In a healthy property market, you need to get supply just fractionally behind demand. If you look at all successful property markets, supply is controlled and the reason for control is to ensure you get a right balance. However, it does not lead to an artificial increase in prices, but maintains a healthy market.


We expect to see a demand-supply balance in Abu Dhabi in the next five years. We have an urban planning authority and we have agreed with them on various levels of assets that can be developed within that set area.


What potential of growth do you expect to see in the mortgage industry?


We already have an Islamic mortgage business called Aseel Finance. The mortgage industry is maturing and we expect to see good growth in the industry.


Does Aldar have plans to build the tallest tower in the world?


We believe good quality architecture will put us on the world map. We have already announced a number of iconic towers and projects such as Aldar headquarters at Al Raha Beach and Central Market. These structures will be recognised all over the world. You don’t need to be the biggest or tallest, you need your projects to be well designed.



Ronald S Barrott

Chief Executive Officer, Aldar Properties


In his role as the CEO, Barrott has overall responsibility for the company, which involves engineering and controlling the company’s current growth in the UAE and future expansion into international markets. In addition, he oversees all project development activities and related businesses of Aldar, generating significant financial returns for shareholders and driving sustainable development in Abu Dhabi.

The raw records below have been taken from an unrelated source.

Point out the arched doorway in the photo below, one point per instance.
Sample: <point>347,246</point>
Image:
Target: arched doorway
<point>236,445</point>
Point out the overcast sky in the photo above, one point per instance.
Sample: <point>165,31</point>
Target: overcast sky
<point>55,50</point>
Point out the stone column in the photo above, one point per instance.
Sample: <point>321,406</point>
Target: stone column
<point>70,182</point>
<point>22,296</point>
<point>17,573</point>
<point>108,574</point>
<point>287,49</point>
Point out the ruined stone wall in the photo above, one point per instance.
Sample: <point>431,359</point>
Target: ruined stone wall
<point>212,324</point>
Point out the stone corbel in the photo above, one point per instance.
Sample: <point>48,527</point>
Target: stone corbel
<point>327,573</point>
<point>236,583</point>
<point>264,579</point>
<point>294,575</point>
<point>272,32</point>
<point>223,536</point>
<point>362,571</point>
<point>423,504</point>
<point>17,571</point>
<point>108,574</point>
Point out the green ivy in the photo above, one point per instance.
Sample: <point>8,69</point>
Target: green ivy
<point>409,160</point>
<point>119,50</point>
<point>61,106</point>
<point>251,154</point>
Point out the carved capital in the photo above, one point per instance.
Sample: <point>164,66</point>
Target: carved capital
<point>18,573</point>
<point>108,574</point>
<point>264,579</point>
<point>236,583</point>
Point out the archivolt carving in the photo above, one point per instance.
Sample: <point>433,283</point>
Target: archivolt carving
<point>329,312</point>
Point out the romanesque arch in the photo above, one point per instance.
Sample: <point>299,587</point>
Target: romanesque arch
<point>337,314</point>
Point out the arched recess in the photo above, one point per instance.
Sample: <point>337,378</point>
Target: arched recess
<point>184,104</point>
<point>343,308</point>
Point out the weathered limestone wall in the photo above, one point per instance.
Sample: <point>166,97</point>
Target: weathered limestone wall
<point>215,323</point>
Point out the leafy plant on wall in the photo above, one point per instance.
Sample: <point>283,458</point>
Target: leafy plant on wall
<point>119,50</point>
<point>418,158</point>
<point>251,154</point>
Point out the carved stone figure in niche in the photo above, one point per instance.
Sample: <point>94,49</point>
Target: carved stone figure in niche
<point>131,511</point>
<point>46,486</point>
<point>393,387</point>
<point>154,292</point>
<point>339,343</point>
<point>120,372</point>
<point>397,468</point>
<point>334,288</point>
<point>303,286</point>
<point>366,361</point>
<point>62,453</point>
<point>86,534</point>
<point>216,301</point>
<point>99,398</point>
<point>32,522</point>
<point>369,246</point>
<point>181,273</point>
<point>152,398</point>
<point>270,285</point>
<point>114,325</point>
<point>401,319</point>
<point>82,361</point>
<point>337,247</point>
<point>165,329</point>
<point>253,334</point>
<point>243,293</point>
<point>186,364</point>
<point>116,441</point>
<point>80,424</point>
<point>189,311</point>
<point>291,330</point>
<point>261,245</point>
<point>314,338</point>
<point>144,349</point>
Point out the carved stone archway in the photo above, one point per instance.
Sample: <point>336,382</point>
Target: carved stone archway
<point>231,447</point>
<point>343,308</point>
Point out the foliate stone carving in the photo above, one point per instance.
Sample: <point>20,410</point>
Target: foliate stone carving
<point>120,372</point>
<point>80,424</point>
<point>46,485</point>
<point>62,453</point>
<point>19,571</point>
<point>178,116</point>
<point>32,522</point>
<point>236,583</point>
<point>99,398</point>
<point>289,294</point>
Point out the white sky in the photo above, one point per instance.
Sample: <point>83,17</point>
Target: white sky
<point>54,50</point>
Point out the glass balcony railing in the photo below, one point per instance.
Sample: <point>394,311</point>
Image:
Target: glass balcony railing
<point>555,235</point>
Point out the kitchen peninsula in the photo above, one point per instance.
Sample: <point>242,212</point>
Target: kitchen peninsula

Barrott is a building engineer by profession with more than 37 years of experience in the construction and development industries.


This includes eight years as a managing director and 14 as chief executive officer and chairman.


Three development companies were founded by Barrott under the Stannifer name: two property development companies in the United Kingdom, and one in the Czech Republic, as well as one operational hotel group.


He is on the advisory board of the British Council of Shopping Centres and was previously a member of the board of International Swiss Based Trust with international interests in the United States, the United Kingdom and Europe, and is a member of the International Council of Shopping Centres.